Atualmente, em tempos de regulamentação da LDB, aliada às exigências do Banco Mundial para o desenvolvimento e a manutenção da educação brasileira, a temática da formação dos professores ganha novos destaques. Um dos requerimentos básicos, alertado pelo movimento dos trabalhadores em educação, é o de inserir as políticas e os programas de formação no processo global da valorização profissional.

A dimensão social da formação profissional

Entender a formação na perspectiva social é entendê-la e defendê-la como um direito do professor. É superar o estágio de iniciativas individuais para aperfeiçoamento próprio e colocá-la no rol das políticas públicas para a educação.

Pensando assim, a formação compõe com a carreira e a jornada de trabalho, que por sua vez devem estar vinculadas à remuneração, elementos indispensáveis à formulação e à implementação de uma política de valorização profissional que contribua tanto para o resgate das competências profissionais dos educadores, como para a (re)construção da escola pública de qualidade.

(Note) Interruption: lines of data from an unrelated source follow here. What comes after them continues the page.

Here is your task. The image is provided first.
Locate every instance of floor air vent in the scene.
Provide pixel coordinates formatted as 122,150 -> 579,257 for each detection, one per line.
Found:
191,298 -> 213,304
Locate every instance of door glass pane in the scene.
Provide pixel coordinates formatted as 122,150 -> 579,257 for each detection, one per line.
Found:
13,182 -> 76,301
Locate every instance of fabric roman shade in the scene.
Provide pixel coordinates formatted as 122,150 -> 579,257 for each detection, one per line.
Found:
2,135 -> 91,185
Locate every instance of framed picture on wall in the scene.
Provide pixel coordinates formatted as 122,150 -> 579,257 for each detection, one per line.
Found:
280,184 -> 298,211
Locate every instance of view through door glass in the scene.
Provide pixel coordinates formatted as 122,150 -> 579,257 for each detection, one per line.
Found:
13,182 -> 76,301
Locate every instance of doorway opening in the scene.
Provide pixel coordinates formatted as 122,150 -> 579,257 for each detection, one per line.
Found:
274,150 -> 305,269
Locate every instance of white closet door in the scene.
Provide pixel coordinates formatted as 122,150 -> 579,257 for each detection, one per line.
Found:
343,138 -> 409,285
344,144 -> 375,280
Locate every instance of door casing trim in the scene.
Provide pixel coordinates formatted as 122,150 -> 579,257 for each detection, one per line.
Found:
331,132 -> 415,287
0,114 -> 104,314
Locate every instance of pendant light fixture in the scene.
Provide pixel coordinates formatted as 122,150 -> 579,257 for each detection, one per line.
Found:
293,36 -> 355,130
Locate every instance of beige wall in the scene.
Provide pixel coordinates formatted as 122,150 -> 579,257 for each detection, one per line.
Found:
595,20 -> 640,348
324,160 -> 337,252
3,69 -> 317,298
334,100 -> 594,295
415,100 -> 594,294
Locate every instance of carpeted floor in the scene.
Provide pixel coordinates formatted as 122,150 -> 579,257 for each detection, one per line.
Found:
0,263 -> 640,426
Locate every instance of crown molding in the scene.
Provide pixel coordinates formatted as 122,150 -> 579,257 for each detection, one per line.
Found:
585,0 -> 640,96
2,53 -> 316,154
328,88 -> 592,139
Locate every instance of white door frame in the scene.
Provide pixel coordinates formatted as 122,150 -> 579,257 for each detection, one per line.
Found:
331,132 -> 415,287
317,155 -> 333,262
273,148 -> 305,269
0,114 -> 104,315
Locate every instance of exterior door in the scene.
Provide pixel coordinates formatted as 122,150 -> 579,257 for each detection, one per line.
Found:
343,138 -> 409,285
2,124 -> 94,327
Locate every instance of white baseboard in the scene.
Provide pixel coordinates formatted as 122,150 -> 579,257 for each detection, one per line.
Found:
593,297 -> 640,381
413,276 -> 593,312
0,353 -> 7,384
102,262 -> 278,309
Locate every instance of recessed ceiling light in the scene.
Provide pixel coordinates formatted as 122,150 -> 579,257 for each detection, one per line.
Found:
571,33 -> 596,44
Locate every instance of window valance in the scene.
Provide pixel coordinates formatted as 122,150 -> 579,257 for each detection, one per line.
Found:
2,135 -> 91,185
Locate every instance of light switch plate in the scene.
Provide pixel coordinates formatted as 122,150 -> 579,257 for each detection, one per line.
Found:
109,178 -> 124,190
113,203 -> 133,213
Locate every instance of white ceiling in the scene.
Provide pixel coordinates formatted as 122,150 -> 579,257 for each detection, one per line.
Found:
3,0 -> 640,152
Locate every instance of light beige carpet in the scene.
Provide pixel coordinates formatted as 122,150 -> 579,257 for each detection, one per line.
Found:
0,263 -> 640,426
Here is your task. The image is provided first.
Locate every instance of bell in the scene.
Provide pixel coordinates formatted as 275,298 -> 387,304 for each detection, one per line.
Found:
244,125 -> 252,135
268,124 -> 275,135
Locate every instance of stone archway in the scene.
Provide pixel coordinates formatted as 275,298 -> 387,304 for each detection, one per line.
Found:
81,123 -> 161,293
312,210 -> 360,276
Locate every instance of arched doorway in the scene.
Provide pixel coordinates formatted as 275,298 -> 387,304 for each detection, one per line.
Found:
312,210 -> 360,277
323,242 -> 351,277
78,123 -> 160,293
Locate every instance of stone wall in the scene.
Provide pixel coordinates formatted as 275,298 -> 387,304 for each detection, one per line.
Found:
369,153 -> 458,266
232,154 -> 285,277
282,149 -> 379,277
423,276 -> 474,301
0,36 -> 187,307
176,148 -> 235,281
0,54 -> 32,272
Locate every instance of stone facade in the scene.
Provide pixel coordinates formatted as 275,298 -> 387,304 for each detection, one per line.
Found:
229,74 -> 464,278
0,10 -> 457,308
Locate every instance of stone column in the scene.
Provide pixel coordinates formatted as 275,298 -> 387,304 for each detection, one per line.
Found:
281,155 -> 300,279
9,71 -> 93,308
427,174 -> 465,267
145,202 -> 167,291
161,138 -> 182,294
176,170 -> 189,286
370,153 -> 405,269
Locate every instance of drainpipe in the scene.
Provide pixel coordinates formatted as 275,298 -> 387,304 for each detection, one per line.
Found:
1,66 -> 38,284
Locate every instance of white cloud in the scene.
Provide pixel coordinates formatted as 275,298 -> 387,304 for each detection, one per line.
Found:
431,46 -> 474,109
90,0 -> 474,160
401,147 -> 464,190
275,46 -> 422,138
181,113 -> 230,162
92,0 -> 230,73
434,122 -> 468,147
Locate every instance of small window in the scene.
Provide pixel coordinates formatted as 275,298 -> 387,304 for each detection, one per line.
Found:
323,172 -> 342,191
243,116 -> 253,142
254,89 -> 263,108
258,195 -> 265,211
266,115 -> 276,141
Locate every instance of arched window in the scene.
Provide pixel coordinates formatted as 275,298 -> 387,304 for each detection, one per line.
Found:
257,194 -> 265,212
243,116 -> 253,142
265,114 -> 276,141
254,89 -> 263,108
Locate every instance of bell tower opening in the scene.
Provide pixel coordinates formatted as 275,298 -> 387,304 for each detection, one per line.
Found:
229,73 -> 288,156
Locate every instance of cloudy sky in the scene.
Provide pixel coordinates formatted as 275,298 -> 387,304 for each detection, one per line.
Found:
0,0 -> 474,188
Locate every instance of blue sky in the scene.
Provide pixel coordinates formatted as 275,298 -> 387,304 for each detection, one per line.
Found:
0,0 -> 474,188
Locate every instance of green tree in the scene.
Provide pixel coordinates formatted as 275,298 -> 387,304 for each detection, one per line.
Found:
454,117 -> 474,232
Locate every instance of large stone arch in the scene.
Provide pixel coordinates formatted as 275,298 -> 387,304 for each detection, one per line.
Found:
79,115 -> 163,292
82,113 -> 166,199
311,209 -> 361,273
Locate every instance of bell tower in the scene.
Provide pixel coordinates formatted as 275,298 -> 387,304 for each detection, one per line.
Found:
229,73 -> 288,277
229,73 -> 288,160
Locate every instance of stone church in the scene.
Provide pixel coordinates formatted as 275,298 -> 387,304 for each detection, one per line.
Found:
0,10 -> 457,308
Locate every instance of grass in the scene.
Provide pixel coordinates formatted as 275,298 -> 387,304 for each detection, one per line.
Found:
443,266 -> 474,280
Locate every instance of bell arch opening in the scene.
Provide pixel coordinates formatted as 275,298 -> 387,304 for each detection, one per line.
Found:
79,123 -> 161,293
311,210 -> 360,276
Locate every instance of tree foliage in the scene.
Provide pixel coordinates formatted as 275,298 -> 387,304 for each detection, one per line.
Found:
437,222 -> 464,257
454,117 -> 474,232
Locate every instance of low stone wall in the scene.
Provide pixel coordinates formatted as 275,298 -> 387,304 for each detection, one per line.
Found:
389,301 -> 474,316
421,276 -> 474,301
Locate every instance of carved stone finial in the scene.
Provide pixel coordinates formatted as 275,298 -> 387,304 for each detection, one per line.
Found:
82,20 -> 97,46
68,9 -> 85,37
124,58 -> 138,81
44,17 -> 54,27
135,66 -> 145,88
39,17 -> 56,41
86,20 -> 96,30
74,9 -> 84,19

É, portanto, um processo inicial e continuado que deve dar respostas aos desafios do cotidiano escolar, da contemporaneidade e do avanço tecnológico. O professor é um dos profissionais que mais necessidade têm de se manter atualizados, aliando à tarefa de ensinar a tarefa de estudar. Transformar essa necessidade em direito é fundamental para o alcance da sua valorização profissional e desempenho em patamares de competência exigidos pela sua própria função social.

Recente pesquisa realizada em parceria pela Confederação Nacional dos Trabalhadores em Educação (CNTE) e pelo Laboratório de Psicologia do Trabalho, da Universidade de Brasília, sobre as condições de trabalho e a saúde dos trabalhadores em educação, revelou indicadores no mínimo perturbadores acerca da prática educativa relacionada a apropriação/expropriação de competências. O novo perfil do aluno, como sujeito social que leva para a escola novos padrões de comportamento; a competição com outros agentes educativos/informativos fora da escola; a celeridade do avanço tecnológico, nem sempre ao alcance de todos, são fatores que interferem na relação do professor com o conhecimento, objeto primeiro do seu trabalho, que precisa ser entendido como processo, portanto matéria ao mesmo tempo cumulativa e provisória.

Os dados da pesquisa revelam que a auto-estima do professor, já tão comprometida pela acentuada desvalorização salarial, sofre impactos que ganham dimensão de verdadeira síndrome – a síndrome da desistência, conhecida como burnout – diante da impotência em realizar sua tarefa. Mesmo sabendo, teoricamente, como executá-la, faltam-lhe elementos essenciais à segurança da prática pedagógica.

Nesse sentido, articulando os dados da pesquisa à formação na perspectiva do direito, cabe a reflexão de Vieira (1999), ao elencar alguns fatores a serem considerados como desafios nessa realidade: a angústia do professor de "não saber de tudo", a perda gradativa da capacidade de formulação, a formação compartimentada e as contradições da identidade social.

Uma política de formação profissional direcionada para essa realidade precisa, pois, nascer no chão da escola para voltar-se a ele, atentando para as múltiplas dimensões em sua formulação e implementação, capazes de construir competências coletivas e definir a intencionalidade da prática educativa.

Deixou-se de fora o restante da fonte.